The backbone of the oasis

My late husband and I built three rock dams at the oasis. The first two divert water into below-ground-level tanks. The third one (I call the lower dam) is the biggest. It just holds water in the arroyo for a few weeks to give everything a good soaking, rather than it running away and leaving everything dry in a couple of days. Through the years, silt has built up behind the dam and a nice habitat is growing there. Here's a recent photo I took of part of the new habitat the dam created.

April 2019
August 2017
The first dam (upper dam) is the one that fills my big in-ground tank, pictured here.

Monsoon of September 2018
And the second (middle dam) gets water behind it after the big tank is full and water is then able to run over the first dam. The middle dam diverts into the stucco tank. Often there's not enough runoff to get that far, but I usually get plenty of water in my two dirt tanks (in a different arroyo) that I can pump the stucco tank full anyway. Here's the middle dam.

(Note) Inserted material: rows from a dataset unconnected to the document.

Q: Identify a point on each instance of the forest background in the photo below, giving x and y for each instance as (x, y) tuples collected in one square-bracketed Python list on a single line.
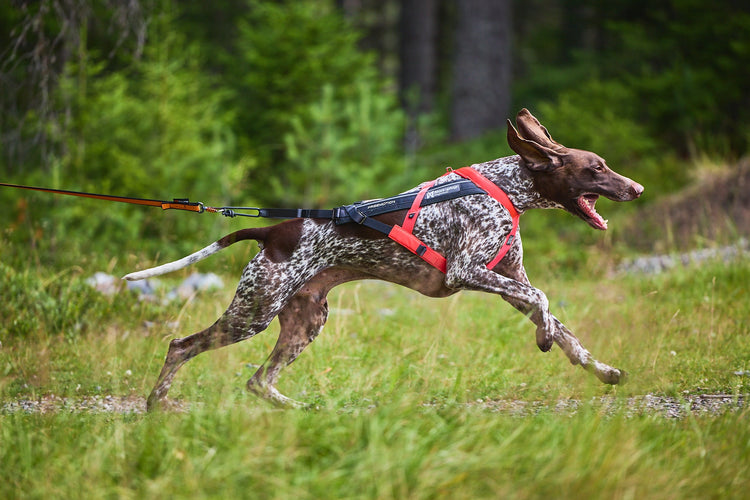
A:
[(315, 103)]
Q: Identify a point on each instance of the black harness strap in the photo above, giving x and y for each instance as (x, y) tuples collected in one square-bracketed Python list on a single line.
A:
[(444, 192)]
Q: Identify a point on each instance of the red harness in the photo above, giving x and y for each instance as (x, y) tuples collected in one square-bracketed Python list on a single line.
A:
[(404, 236)]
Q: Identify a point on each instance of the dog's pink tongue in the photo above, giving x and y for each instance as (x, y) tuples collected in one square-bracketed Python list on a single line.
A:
[(587, 205)]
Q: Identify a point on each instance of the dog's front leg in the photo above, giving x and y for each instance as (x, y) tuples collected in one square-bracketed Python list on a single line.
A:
[(563, 337), (522, 296), (579, 355)]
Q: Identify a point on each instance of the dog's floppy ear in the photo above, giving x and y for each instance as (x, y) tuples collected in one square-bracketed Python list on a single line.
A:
[(530, 128), (534, 155)]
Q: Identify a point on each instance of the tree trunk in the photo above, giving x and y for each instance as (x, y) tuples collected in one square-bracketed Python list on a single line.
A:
[(418, 54), (481, 68)]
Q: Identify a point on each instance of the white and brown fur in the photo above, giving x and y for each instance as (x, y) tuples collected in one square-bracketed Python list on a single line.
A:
[(301, 260)]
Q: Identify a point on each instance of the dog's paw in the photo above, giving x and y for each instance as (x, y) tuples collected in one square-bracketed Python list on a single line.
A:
[(544, 339)]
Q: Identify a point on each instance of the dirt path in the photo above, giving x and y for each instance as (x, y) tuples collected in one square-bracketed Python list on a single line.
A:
[(667, 407)]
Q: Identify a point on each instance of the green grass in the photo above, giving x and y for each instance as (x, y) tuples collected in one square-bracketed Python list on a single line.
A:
[(396, 377)]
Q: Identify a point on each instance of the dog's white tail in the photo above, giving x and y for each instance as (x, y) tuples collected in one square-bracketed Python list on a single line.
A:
[(243, 234), (174, 266)]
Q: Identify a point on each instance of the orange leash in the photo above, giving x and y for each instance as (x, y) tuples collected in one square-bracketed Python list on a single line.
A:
[(177, 203)]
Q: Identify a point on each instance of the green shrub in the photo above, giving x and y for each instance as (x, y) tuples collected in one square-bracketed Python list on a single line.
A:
[(343, 150)]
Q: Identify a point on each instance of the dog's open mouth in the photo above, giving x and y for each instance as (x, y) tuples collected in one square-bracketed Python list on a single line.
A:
[(587, 204)]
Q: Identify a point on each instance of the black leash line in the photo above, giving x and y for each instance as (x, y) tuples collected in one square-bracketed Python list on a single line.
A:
[(183, 204)]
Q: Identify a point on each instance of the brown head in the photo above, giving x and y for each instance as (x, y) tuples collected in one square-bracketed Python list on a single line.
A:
[(571, 178)]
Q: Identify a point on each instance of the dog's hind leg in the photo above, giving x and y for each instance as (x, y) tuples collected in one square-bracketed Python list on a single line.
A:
[(301, 321), (258, 300)]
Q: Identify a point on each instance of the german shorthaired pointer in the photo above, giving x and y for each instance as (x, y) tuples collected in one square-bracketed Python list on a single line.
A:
[(301, 260)]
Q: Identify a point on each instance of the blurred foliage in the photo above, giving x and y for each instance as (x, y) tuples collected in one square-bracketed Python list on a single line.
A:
[(277, 103), (340, 150)]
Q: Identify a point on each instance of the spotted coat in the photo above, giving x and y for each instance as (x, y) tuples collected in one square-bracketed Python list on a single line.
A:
[(301, 260)]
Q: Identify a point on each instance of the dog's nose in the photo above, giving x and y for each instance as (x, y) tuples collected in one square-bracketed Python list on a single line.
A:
[(637, 189)]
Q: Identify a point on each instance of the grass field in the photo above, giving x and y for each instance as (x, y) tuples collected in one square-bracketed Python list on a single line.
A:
[(407, 390)]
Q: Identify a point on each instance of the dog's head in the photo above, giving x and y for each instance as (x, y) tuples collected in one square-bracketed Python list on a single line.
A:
[(571, 178)]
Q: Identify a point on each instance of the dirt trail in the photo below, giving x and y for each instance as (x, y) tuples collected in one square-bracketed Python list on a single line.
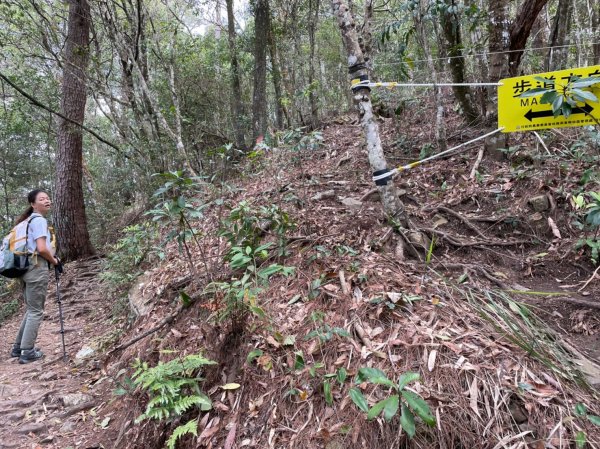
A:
[(42, 404)]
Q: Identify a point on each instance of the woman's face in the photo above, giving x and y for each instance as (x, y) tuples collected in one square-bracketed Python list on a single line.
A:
[(42, 203)]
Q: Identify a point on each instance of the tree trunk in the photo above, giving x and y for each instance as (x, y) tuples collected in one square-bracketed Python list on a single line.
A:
[(596, 32), (236, 91), (557, 57), (357, 69), (313, 17), (423, 40), (259, 97), (69, 215), (451, 29), (520, 31), (280, 109), (499, 41)]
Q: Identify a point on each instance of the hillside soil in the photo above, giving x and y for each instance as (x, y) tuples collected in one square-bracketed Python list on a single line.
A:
[(495, 237)]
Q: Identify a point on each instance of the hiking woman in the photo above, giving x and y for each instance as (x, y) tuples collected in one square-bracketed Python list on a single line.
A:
[(35, 280)]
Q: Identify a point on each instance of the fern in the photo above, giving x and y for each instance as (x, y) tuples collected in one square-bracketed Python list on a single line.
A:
[(189, 427), (174, 389)]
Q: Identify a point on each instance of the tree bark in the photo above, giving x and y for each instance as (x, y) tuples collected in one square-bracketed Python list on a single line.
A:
[(313, 17), (280, 109), (499, 42), (596, 32), (259, 97), (452, 33), (557, 57), (520, 31), (356, 65), (423, 40), (236, 91), (69, 214)]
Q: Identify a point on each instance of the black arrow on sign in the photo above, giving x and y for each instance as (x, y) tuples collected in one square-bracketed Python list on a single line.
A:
[(539, 114)]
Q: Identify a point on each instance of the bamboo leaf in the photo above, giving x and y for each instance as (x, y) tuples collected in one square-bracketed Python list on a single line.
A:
[(375, 376), (419, 406), (327, 392), (377, 409), (391, 407), (358, 399), (594, 419), (406, 379), (580, 439), (407, 421)]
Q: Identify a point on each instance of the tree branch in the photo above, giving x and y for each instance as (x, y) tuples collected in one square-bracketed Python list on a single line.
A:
[(58, 114)]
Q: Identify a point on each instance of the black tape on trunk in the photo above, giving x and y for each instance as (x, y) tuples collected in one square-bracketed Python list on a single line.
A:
[(382, 181), (356, 88)]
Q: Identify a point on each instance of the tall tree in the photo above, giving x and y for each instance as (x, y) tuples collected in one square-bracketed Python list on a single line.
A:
[(69, 216), (520, 31), (259, 96), (452, 33), (313, 18), (559, 39), (236, 91), (362, 96)]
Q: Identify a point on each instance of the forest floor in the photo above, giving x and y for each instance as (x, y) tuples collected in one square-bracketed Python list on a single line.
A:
[(500, 322)]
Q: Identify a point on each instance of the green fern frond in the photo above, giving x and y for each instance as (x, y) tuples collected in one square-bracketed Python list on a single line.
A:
[(191, 427)]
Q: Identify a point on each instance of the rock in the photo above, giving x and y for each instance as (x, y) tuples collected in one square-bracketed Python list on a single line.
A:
[(50, 375), (438, 221), (539, 203), (323, 195), (494, 146), (84, 353), (48, 439), (68, 427), (538, 223), (139, 304), (351, 203), (26, 429), (419, 240), (72, 399)]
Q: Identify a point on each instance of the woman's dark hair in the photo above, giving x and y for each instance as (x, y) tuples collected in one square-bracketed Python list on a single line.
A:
[(31, 197)]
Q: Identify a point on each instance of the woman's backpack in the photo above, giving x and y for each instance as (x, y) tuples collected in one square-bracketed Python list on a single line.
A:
[(14, 256)]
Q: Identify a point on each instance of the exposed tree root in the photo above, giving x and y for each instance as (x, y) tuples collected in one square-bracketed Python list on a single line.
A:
[(463, 219), (476, 269), (168, 319), (589, 280), (475, 243)]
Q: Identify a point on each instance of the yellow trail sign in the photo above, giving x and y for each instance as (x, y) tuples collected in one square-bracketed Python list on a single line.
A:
[(528, 114)]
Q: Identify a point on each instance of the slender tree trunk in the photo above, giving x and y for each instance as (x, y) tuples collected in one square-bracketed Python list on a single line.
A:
[(69, 215), (280, 109), (313, 17), (452, 33), (520, 31), (499, 41), (236, 91), (596, 31), (557, 57), (259, 97), (423, 40), (357, 69)]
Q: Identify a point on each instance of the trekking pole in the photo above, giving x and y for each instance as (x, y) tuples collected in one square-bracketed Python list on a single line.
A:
[(57, 271)]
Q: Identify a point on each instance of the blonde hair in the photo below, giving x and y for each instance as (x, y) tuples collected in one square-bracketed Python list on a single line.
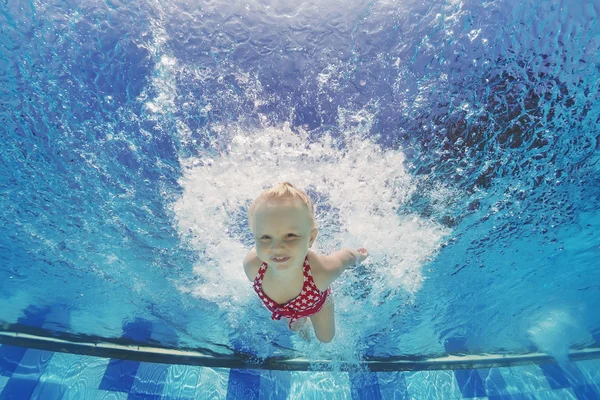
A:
[(283, 191)]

Even if water doesn't make it to the stucco tank, it still backs up enough to give my lovely soapberry patch a good soaking.

Middle dam July 2005
The oasis totally depends on the harvesting of rainwater. And because I have the new above ground tank, I'm no longer stressed about water leaking and evaporating in the stucco tank. Normally, I'm really stressed around May when all my water is just about gone, trying to make it until the summer monsoons (Jul-Sep). Not this year. I'm good. And so grateful to all the wonderful donations that made it happen. If the dams are the backbone, then the water is the life-blood.